Application of start and run capacitor for single phase motor.
Why we applied a capacitor for single phase induction motor?The reason is to improve performance of motor by generate the rotating field.Design for this motor have a two ( 2 ) stator winding,and one of it is the auxiliary and is connected by a suitable capacitor size.
The capacitor increases the starting torque and the full load power as the current flowing through the auxiliary winding, de-phased by the capacitor, creates a rotating field.The voltage across capacitor usually higher than the mains supply.
The choice of the capacitance is usually empirically made on the motor. This is because of shuttle differences between motor manufacturers.As the torque and the power of the motor also depends on the reactive power of the capacitor.
Starting capacitor (electrolytic)
For starting a single phase motor,it required a high capacitance of capacitor for a high starting torque .Start capacitors are designed for momentary use.Generally this type of motor used a centrifugal switch or Potential relay to disconnected this when approximately 3/4 the speed is reached to avoid overloads of the auxiliary winding.
The capacitance has to be such as to provide a reactive power about double of the nominal power of the motor with a Vc ( motor working voltage ).Start capacitors normally ratings of 70 micro farad or higher.It also have three voltage classifications: 125V, 250V, and 330V.
Running capacitor (non-electrolytic)
After the initial start of the motor this capacitor is also needed to obtain the full load power of the motor where it then remains in continuous operation with the motor and forming an integral part of this circuit.
The motor working voltage ( Vc ) is about 1,5-2 times the mains supply and decrease with the increase of the load.With capacitive reactive power of about 75% of the nominal power of the motor, the comparison of power is slightly lower than that of a three-phase motor of equal size.
For running capacitor are rated in a range of 3-70 microfarad. It also rated by voltage classification from 370Vac and 440Vac.The sizing of rated is a critical part for running capacitor.If the wrong run capacitor is installed, the motor will not have an even magnetic field.
This will cause the rotor to hesitate at those spots that are uneven. This hesitation will cause the motor to become noisy, increase energy consumption, cause performance to drop, and cause the motor to overheats.
Thanks Joe, for the explanation of the distinction between Start & Run Caps.
You are welcome :D
Hi. I’m trying to repair my washing machine and found that the motor run capacitor was defective. The motor run capacitor is 9 microfarad 450 VAC 50/60 Hz. I was looking around for a replacement and could only find a motor run capacitor of 10 microfarad 450 VAC 50/60 Hz.
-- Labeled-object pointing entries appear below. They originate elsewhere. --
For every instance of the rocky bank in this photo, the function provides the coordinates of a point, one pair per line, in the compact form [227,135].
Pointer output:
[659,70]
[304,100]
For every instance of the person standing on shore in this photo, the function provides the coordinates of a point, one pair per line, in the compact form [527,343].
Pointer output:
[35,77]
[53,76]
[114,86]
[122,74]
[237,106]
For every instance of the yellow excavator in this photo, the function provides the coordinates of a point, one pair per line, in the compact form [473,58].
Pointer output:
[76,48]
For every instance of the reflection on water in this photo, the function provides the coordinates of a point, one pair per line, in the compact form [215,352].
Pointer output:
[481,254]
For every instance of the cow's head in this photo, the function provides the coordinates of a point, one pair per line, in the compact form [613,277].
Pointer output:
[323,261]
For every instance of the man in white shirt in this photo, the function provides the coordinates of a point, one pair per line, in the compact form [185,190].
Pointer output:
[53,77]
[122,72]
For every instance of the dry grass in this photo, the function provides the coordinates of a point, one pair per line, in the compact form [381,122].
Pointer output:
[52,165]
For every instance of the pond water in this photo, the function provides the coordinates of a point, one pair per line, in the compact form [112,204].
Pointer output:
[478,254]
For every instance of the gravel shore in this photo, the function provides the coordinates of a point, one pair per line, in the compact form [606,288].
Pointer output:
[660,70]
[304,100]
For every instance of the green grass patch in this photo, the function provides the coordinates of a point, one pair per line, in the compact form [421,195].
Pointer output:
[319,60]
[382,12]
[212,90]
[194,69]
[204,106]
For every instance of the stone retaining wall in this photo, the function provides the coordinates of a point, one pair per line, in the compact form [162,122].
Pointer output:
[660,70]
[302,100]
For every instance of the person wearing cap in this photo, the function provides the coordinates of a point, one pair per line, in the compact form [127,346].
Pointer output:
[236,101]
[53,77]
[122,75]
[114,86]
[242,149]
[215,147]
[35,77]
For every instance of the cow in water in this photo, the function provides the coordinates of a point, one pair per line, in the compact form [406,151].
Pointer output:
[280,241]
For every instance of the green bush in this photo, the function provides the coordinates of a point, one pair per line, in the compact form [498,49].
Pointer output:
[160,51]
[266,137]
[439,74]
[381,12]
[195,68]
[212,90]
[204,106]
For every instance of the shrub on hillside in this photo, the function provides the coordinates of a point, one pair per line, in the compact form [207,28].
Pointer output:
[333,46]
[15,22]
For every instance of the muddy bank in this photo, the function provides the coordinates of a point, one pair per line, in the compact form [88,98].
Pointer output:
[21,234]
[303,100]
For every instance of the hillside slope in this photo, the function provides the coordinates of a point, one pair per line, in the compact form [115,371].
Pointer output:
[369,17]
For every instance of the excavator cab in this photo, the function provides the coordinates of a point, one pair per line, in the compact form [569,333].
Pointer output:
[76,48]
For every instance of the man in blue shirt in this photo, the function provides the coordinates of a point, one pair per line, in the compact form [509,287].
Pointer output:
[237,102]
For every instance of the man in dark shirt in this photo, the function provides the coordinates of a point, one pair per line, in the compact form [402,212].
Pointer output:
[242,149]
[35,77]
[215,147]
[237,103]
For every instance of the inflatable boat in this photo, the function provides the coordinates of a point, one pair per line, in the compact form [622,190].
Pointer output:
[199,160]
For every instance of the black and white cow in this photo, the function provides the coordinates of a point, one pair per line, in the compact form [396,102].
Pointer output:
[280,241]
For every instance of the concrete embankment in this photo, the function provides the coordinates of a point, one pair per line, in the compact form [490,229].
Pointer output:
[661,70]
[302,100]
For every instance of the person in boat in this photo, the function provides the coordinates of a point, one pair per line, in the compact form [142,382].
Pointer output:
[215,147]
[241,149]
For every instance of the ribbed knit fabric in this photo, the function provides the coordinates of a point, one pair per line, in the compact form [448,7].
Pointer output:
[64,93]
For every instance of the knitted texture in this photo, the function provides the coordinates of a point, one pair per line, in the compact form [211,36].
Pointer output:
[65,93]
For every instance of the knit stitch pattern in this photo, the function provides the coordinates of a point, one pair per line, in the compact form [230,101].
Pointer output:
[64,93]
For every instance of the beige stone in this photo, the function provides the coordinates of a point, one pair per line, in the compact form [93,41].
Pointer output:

I was told that this capacitor of 10 microfarad can be used in place of the 9 microfarad. Is this true? Please help. Thanks
Hi Jun..if you cannot find same size for capacitor ( 9 microfarad ),you can used capacitor 10 microfarad.It ok because the different only 1 microfarad..it can effected to life span of motor if different value for microfarad over than 20%…
Thanks for so many interesting articles,
whilst siply trying to fix an old generator I now have a much better underpinning of knowledge…
Is it possible to calculate the size of capacitor required in a generator? mine has blown right though the rating printed on it!
Its a 50hz generator but to confuse the maths it is both capable of 230v and 110v outputs (both at 2200w), what will the effect of putting an incorrect rating cap in be? a different output voltage?
Many Thanks- Andrew Pearce
i have a 125v 50-60hz motor would 3 phase power work with it
180 w motor single phase what the capacitor needed .(in micro farad)
Water from my borewell pump sometimes used to stop abruptly and current jumped from 6A to over 10A. After a few years of this limping operation I noticed that the run capacitor was bulging out and nearly destroyed. I replaced 72µF 440V with 72µF 250/440V (that’s what the print says). Now the pump works but the current drawn during normal operation rose from 6A to 12A and power consumption too has doubled. What went wrong here?
Perhaps the true value of the run capacitor isn’t really 72µF. Have you checked it? The fact that the current increased abruptly now and then may have been because the capacitor was losing value.
Your support is highly appreciated.
There is a Lafert single-phase motor, Type: AM 56Z AA4, INS class: F, IP: 55, 90W, 230V, 1340RPM, 50HZ, 1.1A.
The question is: What is the value of the run capacitor?
The other question is: if the motor is rewinded and run with capacitor 6,3 microfrad, it is overheated. What are the causes of this heat? it reach 80 c and continue to rise if it is not disconnected?
main winding resistance:50.56 ohm
main winding reactance:53.74 ohm
Auxiliary winding resistance:48.52 ohm
Auxiliary winding reactance:46.39 ohm